0

I have a dataset as follows:

| id | text |
--------------
| 01 | hello world |
| 02 | this place is hell |

I also have a list of keywords I'm search for: Keywords = ['hell', 'horrible', 'sucks']

When using the following solution using .rlike() or .contains(), sentences with either partial and exact matches to the list of words are returned to be true.
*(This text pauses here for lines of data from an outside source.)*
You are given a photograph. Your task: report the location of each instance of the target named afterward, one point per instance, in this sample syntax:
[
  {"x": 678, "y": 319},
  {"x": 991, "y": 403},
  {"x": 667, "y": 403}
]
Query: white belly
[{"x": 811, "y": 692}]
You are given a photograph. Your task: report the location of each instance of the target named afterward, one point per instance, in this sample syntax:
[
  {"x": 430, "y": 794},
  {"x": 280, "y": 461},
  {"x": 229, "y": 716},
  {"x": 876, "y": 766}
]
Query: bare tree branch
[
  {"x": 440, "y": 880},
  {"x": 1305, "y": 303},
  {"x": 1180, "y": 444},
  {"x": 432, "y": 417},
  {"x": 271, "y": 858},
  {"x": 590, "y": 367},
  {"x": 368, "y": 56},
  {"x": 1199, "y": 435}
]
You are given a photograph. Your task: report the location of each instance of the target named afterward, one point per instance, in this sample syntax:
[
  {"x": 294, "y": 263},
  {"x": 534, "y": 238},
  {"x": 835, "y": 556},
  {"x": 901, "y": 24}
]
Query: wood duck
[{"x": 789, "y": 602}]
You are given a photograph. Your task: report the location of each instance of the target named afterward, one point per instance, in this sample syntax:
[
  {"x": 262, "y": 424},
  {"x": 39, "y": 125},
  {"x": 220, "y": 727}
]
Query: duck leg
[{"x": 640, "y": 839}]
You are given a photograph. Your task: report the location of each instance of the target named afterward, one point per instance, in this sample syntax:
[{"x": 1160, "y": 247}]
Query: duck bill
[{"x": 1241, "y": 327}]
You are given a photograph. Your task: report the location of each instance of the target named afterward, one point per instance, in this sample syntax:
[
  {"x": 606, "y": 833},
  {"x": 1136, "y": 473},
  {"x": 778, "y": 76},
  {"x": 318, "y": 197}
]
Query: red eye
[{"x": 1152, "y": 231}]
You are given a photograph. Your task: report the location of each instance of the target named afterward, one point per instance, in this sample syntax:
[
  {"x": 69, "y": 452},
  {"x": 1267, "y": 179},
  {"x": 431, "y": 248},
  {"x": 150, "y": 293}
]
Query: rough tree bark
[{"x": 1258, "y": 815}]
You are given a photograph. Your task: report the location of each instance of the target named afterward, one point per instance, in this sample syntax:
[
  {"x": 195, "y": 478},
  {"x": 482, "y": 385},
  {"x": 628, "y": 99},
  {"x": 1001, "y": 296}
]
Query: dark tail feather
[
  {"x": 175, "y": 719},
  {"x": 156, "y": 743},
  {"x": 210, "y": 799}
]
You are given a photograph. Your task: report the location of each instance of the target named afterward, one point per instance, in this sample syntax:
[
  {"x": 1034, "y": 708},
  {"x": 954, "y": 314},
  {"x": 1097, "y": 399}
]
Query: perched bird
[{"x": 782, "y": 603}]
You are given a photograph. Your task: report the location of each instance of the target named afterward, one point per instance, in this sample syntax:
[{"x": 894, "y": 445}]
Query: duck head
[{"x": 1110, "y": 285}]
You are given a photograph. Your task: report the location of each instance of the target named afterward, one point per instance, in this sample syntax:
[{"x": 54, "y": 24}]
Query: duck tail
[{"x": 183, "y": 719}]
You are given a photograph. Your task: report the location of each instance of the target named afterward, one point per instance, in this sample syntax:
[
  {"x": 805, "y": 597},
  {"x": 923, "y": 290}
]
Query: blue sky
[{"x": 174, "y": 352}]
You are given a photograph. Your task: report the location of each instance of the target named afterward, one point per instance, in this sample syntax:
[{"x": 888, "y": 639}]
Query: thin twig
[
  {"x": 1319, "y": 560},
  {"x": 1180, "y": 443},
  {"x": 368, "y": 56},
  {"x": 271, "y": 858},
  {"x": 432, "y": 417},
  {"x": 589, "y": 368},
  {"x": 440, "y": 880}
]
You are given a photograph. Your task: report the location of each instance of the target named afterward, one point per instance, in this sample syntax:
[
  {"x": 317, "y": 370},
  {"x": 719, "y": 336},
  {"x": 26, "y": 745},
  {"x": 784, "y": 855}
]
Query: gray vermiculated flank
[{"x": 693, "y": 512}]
I would like only exact matches to be returned.

Current code:


KEYWORDS = 'hell|horrible|sucks'
df = (
            df
            .select(
                F.col('id'),
                F.col('text'),
                F.when(F.col('text').rlike(KEYWORDS), 1).otherwise(0).alias('keyword_found')
            )
)

Current output:

| id | text | keyword_found |
-------------------------------
| 01 | hello world | 1 |
| 02 | this place is hell | 1 |

Expected output:

| id | text | keyword_found |
--------------------------------
| 01 | hello world | 0 |
| 02 | this place is hell | 1 |
Smithy
  • 39
  • 4

2 Answers2

0

Try below code, I have just change the Keyword only :

from pyspark.sql.functions import col,when


data = [["01","hello world"],["02","this place is hell"]]
schema =["id","text"]
df2 = spark.createDataFrame(data, schema)
df2.show()
+---+------------------+
| id|              text|
+---+------------------+
| 01|       hello world|
| 02|this place is hell|
+---+------------------+

KEYWORDS = '(hell|horrible|sucks)$'

df = (
            df2
            .select(
                col('id'),
                col('text'),
                when(col('text').rlike(KEYWORDS), 1).otherwise(0).alias('keyword_found')
            )
)
df.show()

+---+------------------+-------------+
| id|              text|keyword_found|
+---+------------------+-------------+
| 01|       hello world|            0|
| 02|this place is hell|            1|
+---+------------------+-------------+

Let me know if you need more help on this.

Mahesh Gupta
  • 1,882
  • 12
  • 16
  • Hey, I attempted adding ()$ to my keyword list. I'm now getting 0s for both ids – Smithy Apr 04 '22 at 13:16
  • @Ant you can try my code and let me know – Mahesh Gupta Apr 04 '22 at 13:20
  • Your code does work. However I found the issue I'm facing. If the keyword hell is placed in the middle of the sentence, it's being ignored. For example "this place hell is" This should also return 1. – Smithy Apr 04 '22 at 13:33
  • @Ant You are using rlike function which is work like if your string is matching and $ is use to find the string end – Mahesh Gupta Apr 04 '22 at 15:00
0

This should work

Keywords = 'hell|horrible|sucks'

df = (df.select(F.col('id'),F.col('text'),F.when(F.col('text').rlike('('+Keywords+')(\s|$)').otherwise(0).alias('keyword_found')))
id text keyword_found
01 hello world 0
02 this place is hell 1
Sudhin
  • 139
  • 7